Regsamkeit
Nähstuben, die nicht lieferten wie jene in der Mirbachstraße 49, wurden im Dezember 1946 geschlossen, erfolgreiche wie jene in der Ebertystraße 9 gefördert. Im Juni 1946 erzielte sie trotz einer hohen Monatsmiete von 60 Mark einen Gewinn von 86 Mark. Vier Näherinnen und vier Jugendliche saßen an fünf Nähmaschinen. Die Nähstube in der Liebigstraße 18 lief ebenso sehr gut. Unterstützt von vier Jugendlichen führten drei Näherinnen Flickarbeiten aus. Sechs Nähmaschinen standen im Betrieb, davon gehörten drei den Näherinnen. Wegen einer Privatmaschine loderte in der Nähstube Rüdersdorferstraße 49 ein Konfl ikt auf. Eine der Näherinnen, eine Genossin, arbeitete in der Nähstube Kadiner Straße. Als zwei Maschinen der Rüdersdorfer gestohlen wurden und die anderen defekt waren, sollte sie ihre Maschine zur Verfügung stellen. Die Genossin sagte: „Diese Nähstube hier in der Rüdersdorfer Straße leitet eine CDU-Frau und für mich ist es untragbar, indirekt CDU zu unterstützen. Genossinnen, die hier arbeiten, sollten kündigen.“ Allerdings hatte die Genossin auf Anweisung der Kreisleitung und „im Sinne der Bündnispolitik“ ihre Maschine abzugeben. Zum Ärger vieler Nähstuben, denen Garne, Stecknadeln, Zentimetermaße, Maschinenöl oder Zuschneide-Scheren fehlten, arbeiteten die Stuben von der SED nur für ihre Privatkundschaft.
Finanzen
Am 3. April 1946 war im Bezirksfrauenausschuss die Selbstfinanzierung der Nähstuben ein Thema: „In vielen Fällen ist die Selbstfinanzierung der Nähstuben nur möglich durch eine Unterbezahlung der dort arbeitenden Kräfte.
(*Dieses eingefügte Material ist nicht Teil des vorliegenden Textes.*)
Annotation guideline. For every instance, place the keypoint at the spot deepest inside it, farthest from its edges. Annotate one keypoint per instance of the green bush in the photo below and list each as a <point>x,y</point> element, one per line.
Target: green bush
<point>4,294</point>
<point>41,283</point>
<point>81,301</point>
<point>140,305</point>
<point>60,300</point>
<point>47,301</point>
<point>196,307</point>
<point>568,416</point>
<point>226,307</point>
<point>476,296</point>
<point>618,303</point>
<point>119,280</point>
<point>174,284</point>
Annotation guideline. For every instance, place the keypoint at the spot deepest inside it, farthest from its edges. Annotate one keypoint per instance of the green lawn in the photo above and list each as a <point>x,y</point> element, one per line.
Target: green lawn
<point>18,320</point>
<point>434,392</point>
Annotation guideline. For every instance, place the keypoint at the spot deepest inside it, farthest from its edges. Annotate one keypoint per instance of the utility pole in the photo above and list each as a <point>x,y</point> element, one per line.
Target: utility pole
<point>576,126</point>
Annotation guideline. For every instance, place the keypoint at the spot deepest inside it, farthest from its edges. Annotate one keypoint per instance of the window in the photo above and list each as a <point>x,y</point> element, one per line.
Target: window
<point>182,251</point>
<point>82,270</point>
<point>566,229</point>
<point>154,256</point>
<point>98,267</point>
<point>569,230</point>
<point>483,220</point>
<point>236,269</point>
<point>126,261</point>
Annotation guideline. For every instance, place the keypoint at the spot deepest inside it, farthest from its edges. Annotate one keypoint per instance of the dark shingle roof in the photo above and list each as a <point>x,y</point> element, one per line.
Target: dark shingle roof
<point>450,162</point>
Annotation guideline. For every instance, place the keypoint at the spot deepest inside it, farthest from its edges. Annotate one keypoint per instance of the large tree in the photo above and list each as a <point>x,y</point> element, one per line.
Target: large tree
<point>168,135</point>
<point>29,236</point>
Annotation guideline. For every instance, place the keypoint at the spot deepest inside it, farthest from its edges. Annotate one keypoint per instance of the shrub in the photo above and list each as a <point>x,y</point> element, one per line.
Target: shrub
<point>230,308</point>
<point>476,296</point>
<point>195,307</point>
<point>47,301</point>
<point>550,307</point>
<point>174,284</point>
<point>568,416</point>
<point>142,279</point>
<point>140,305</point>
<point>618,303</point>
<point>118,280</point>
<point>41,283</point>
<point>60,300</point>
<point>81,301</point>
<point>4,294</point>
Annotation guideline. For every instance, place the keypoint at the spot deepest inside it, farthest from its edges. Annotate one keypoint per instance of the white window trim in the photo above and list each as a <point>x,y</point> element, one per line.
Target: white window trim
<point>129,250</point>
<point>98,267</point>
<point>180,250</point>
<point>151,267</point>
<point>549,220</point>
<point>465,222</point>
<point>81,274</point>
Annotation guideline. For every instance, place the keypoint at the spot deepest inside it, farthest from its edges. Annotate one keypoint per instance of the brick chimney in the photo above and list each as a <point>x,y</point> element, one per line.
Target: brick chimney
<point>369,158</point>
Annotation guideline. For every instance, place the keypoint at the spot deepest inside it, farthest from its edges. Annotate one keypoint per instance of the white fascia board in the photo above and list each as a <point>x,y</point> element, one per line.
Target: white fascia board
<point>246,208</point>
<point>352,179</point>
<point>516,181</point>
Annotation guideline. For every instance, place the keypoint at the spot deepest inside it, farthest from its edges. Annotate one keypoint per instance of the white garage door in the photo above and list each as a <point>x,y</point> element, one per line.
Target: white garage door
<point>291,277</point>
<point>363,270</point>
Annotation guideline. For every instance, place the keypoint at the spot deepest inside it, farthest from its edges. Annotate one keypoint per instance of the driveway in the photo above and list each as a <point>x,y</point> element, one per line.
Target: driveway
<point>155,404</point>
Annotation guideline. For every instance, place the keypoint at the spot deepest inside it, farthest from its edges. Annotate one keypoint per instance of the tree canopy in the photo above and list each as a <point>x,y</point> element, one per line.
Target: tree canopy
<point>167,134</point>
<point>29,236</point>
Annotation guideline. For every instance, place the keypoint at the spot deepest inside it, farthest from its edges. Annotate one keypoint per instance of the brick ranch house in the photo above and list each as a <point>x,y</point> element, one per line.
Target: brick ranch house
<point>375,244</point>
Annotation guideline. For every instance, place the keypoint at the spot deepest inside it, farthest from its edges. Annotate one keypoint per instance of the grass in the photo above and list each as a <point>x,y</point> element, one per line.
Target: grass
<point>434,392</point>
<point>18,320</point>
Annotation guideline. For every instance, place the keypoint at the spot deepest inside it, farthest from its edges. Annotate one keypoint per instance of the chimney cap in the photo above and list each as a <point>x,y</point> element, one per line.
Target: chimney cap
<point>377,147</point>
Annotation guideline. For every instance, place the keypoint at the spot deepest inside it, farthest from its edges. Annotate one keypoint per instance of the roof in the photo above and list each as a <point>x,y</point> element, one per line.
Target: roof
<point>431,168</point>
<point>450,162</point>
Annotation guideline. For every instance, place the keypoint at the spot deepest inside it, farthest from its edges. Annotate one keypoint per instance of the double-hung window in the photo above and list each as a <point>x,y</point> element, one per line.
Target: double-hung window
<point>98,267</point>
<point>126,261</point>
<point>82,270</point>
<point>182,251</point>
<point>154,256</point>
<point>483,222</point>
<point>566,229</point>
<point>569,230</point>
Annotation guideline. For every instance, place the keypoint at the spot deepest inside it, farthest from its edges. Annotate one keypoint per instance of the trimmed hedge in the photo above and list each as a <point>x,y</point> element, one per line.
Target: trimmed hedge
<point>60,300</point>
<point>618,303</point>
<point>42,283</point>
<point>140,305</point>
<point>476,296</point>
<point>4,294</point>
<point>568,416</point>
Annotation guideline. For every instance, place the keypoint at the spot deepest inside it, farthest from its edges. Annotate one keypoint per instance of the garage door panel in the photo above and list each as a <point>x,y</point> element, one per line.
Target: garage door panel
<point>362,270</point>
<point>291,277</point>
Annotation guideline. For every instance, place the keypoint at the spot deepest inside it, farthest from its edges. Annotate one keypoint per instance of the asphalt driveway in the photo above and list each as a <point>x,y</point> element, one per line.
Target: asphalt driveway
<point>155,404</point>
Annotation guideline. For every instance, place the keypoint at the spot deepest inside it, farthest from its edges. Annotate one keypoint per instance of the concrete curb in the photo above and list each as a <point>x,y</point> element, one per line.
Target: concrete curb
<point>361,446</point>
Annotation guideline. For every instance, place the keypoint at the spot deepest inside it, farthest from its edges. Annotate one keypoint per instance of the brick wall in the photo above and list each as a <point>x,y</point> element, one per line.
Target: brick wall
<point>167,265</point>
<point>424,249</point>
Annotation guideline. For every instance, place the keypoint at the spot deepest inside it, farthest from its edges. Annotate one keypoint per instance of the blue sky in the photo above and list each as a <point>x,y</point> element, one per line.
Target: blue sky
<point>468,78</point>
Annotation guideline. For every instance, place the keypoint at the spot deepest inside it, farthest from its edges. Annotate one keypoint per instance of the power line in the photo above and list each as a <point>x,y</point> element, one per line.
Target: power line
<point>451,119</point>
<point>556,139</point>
Sie liegt im Allgemeinen bei 1.05 Mark für die Leiterinnen. Der Lohn für die Näherinnen bewegt sich zwischen 0.45 bis 0.65 Mark. Jugendliche bekommen eine Erziehungsbeihilfe von 40 Mark und die Karte III. Deren Arbeitszeit gilt nicht als Lehrzeit, die Innung ist dagegen. Die Nähstuben sind durch unrentable Flick- und Ausbesserungsarbeiten überlastet. Die Kosten für das mühsame und zeitraubende Instandsetzen der sehr beschädigten Gegenstände liegen sehr hoch.“
Schließung
Mit der Auflösung der Frauenausschüsse im Westteil im März 1947 wurden auch deren Nähstuben aufgelöst. Zwar ging die Arbeit der Frauenausschüsse in den Ostbezirken weiter, die im Laufe des Jahres 1947 von großen Betrieben oder von der Volkssolidarität übernommen wurden. Mindestens 200 Nähstuben richteten die Frauenausschüsse in ganz Berlin ein. Allein zwölf in Friedrichshain. Laut einer Schätzung wurden mindestens 82.000 kostengünstige Kleidungsstücke genäht. Die Motivation der in den Nähstuben Beschäftigten war, sich abseits der allgegenwärtigen Schwarzmarktgeschäfte eine reelle Existenz zu erarbeiten.